The Biden administration has issued the fewest acres for lease sales of any administration since the Harry Truman administration during World War II. 

Dan Kish, senior fellow with the Institute of Energy Research, a nonprofit doing research on government regulation and global energy markets, told Cowboy State Daily that the low acreage the administration has leased so far doesn’t reflect how bad the leasing situation is. 

In the days of the Truman administration, very little drilling was done offshore. A more accurate comparison would exclude acres of offshore drilling leased by the Biden administration, Kish said.

The Biden administration has argued that restrictions on oil and gas development are necessary to protect the natural environment and reduce emissions that contribute to climate change. While solar energy doesn’t produce carbon dioxide except during the mining and manufacturing processes to create the panels, it has a large environmental impact because of the land it takes up. 

To illustrate the inconsistent policy, Kish pointed to a recent episode of the television show “Yellowstone,” where the Montana governor, played by Kevin Costner, spars with a policy advisor who brags that a massive solar project won’t hurt sage grouse. 

Costner’s character grills the advisor on how an energy source that requires thousands of acres to be cleared of sagebrush won’t impact a species that lives in it. 

Labor And Energy Costs

Kish said that much of the supply chain for solar panels comes from China, which has kept its manufacturing costs low by using slave labor out of the Xinjiang region. 

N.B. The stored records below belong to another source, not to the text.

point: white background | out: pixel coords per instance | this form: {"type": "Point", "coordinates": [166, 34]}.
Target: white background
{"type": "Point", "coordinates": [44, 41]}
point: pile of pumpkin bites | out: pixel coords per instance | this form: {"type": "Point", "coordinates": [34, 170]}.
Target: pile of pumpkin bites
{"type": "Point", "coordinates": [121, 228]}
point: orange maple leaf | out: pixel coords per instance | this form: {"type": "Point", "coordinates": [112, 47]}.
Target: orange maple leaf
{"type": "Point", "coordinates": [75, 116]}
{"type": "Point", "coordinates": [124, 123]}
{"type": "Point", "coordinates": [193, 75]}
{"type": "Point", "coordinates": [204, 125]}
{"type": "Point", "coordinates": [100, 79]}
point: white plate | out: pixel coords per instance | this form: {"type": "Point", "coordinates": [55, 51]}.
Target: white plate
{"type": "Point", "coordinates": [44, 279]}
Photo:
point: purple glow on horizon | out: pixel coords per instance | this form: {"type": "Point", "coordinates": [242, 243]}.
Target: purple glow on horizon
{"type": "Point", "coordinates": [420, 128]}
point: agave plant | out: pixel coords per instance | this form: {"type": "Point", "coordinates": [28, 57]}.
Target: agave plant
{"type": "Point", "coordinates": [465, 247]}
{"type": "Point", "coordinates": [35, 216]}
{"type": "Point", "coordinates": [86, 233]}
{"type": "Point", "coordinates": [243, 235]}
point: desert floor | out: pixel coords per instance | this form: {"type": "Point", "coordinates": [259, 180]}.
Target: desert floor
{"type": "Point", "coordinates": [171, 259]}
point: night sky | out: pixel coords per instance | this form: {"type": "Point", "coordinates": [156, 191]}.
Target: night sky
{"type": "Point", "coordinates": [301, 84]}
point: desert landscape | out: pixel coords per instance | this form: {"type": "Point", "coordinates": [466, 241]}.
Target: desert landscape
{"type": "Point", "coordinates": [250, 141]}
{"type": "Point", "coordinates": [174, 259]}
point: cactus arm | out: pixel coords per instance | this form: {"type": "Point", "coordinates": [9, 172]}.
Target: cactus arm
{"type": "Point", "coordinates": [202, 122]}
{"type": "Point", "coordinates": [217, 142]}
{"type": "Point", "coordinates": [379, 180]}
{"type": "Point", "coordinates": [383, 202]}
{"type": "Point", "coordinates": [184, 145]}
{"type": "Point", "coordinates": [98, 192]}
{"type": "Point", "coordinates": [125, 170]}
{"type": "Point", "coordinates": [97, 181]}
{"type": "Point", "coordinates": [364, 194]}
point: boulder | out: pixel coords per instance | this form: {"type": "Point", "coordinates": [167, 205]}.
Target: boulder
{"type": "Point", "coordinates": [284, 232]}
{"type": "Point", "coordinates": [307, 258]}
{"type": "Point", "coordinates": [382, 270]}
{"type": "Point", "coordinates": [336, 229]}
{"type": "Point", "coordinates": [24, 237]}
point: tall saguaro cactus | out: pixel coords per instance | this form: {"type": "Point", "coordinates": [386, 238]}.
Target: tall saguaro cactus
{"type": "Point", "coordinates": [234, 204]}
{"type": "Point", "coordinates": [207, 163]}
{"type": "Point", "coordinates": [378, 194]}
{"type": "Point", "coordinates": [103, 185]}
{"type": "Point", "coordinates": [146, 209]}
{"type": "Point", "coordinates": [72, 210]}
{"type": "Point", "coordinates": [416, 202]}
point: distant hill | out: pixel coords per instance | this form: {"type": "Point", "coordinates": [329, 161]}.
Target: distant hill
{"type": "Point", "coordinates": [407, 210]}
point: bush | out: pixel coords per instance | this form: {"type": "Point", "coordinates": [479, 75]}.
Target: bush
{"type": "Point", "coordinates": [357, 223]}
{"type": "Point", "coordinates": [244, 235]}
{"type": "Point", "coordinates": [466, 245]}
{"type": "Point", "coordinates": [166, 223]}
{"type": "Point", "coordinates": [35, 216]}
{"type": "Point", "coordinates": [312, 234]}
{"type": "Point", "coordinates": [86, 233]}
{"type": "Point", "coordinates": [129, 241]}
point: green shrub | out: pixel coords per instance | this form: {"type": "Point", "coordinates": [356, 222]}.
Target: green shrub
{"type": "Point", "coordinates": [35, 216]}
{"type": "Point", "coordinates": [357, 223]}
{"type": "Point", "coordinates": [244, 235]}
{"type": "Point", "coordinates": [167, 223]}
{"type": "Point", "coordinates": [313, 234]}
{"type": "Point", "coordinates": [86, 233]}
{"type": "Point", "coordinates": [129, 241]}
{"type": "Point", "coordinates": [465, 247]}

The Biden administration has begun to crack down on imports made with slave labor, and Reuters reports that since June, more than 1,000 shipments of solar energy components were blocked over concerns of violating the rules on forced labor. However, the crackdown on those products will increase the cost of the panels, which will ultimately get passed to electricity consumers. 

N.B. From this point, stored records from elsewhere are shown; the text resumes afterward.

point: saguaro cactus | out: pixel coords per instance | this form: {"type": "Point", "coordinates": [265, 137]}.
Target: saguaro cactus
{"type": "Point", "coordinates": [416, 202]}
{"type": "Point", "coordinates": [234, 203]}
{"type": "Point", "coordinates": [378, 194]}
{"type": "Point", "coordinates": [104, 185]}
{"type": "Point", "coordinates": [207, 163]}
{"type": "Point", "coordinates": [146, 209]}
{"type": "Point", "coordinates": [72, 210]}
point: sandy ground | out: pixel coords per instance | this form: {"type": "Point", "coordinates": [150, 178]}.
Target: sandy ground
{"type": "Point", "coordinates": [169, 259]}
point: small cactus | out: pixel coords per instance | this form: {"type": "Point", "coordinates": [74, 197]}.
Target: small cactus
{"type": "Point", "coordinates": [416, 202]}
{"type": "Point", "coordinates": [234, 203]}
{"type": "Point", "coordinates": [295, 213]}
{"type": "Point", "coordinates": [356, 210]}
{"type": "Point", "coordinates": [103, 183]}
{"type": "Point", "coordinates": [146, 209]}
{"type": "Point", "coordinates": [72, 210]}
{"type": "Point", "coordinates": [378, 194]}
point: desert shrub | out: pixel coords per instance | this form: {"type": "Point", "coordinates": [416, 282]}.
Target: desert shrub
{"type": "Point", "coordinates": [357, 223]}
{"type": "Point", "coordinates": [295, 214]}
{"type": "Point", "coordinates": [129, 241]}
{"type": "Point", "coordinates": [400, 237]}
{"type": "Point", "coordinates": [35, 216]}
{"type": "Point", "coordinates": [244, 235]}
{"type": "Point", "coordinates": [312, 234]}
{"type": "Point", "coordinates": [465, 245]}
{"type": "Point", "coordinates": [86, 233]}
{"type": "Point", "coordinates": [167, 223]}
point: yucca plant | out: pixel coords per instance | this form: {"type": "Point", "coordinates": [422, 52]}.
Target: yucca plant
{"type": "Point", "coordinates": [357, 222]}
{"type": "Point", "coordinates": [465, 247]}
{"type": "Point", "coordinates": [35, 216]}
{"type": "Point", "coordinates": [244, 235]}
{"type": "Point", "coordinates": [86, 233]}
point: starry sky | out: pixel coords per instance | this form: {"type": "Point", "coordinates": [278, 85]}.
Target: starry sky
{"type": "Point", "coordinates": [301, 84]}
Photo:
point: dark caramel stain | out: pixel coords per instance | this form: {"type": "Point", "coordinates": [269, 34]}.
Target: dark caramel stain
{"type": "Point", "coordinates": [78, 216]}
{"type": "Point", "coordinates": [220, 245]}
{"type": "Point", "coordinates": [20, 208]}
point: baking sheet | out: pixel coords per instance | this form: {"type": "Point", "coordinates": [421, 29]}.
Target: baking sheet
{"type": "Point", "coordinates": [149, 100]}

Kish added that the capacity factor of solar due to its intermittency is low, and the cost of creating a reliable grid from intermittent sources increases the cost of electricity produced from those sources. He compared it to an employee who works for a lower salary but randomly leaves throughout the day and isn’t available at night. 

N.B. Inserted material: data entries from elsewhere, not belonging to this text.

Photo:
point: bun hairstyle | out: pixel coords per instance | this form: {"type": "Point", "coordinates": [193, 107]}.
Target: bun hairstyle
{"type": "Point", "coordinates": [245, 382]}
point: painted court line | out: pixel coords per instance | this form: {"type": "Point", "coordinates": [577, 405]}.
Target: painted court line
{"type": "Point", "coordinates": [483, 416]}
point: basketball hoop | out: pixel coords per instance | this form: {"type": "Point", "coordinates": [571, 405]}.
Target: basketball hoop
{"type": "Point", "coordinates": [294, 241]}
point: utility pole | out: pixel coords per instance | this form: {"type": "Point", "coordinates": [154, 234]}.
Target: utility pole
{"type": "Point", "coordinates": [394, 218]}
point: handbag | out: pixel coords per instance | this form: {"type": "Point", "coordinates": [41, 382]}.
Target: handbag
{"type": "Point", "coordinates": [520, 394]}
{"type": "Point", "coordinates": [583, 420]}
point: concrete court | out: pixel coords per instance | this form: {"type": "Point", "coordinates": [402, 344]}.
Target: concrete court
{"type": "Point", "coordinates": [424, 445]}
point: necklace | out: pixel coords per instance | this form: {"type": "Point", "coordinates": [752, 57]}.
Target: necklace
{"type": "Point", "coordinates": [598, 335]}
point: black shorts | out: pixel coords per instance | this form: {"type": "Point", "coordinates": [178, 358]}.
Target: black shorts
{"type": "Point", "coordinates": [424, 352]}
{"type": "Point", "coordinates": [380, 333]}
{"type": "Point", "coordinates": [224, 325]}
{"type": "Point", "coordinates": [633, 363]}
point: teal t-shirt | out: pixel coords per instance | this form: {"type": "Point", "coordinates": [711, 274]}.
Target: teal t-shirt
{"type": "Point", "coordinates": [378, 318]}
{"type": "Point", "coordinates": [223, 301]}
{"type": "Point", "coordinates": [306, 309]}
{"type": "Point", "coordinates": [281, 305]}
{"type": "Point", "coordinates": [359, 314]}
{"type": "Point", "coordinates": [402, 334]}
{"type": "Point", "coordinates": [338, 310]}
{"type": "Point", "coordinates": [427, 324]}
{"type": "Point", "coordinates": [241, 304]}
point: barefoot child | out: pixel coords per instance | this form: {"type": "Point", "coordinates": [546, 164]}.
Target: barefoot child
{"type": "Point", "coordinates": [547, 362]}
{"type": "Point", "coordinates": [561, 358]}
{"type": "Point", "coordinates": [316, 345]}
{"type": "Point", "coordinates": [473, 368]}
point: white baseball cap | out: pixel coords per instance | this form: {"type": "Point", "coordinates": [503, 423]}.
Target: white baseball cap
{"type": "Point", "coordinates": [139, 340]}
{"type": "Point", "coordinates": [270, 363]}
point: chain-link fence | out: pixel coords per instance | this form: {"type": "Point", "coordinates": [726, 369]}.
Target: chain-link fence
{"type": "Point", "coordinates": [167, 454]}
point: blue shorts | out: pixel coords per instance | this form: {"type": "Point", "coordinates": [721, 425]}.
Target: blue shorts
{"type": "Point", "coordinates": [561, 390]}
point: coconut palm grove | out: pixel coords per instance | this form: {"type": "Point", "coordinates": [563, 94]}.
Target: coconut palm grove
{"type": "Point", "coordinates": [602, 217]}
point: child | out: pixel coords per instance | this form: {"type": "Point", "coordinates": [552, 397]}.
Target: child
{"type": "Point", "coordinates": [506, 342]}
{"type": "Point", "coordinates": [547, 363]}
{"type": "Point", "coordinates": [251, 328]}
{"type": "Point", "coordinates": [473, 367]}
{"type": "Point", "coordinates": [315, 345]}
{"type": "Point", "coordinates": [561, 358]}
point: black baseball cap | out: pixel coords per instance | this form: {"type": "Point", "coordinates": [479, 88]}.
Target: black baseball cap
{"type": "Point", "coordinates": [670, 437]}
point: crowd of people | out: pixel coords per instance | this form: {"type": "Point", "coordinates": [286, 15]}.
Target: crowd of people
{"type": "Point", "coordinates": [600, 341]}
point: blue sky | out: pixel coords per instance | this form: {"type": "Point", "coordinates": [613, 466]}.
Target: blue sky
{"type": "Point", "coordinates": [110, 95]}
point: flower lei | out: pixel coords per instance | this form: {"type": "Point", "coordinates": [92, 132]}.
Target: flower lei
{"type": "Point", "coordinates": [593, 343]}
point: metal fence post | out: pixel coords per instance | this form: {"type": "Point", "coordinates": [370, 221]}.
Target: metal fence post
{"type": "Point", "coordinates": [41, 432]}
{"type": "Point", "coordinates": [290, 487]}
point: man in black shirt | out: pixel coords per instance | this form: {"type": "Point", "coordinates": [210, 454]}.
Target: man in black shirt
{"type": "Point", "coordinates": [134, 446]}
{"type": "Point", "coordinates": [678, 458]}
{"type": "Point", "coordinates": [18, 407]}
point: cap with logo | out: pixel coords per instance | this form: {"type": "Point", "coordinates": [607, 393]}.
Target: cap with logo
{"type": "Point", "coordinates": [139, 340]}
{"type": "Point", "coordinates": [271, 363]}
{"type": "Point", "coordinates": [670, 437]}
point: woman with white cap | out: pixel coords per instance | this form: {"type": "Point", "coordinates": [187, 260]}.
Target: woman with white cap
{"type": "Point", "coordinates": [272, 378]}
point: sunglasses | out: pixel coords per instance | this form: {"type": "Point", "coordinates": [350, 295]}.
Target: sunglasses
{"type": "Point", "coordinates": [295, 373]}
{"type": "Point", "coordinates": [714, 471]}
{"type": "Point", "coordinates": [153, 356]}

“There’s an added cost of running a business for somebody who just decides to show up a quarter of the time,” Kish said. 

He said this is why states like California with a lot of wind and solar on the grid aren’t seeing any drop in energy prices — it’s just the opposite. They pay the highest rates in the country. 

All Of The Above

In Wyoming, most oil and gas production takes place on federal land, which makes the state’s industry beholden to lease sales for future production. 

For the Petroleum Association of Wyoming, the expansion of solar while refusing to hold lease sales is a slap in the face. Ryan McConnaughey, spokesperson for the association, told Cowboy State Daily the policy also is not going to meet the growing demand for energy. 

“It’s important to realize that to meet our growing energy needs we’re going to need all forms of energy, both fossil fuels and renewables,” he said. “Our belief is that the administration should be allowing oil and gas to flourish, just like they should be allowing different forms of renewables to flourish as well.”

Narrower Suit

Last September, U.S. District Judge Scott Skavdahl of Wyoming rejected similar challenges in a lawsuit filed by the state, the association and the alliance. Shortly after taking office, Biden issued a moratorium on lease sales with the goal of reviewing potential environmental impacts from the sales. 

The three plaintiffs sued, arguing that the federal government was legally required to hold quarterly lease sales, arguments Skavdahl rejected. 

McConnaughey said the most recent suit is much more broad and will challenge the DOI’s general failure to hold the required quarterly lease sales. 

“One lease sale a year does not cut it, and unfortunately court intervention appears to be the only recourse in forcing the Biden administration to respect rule of law,” said Pete Obermueller, president of the Petroleum Association of Wyoming, in the statement announcing the lawsuit.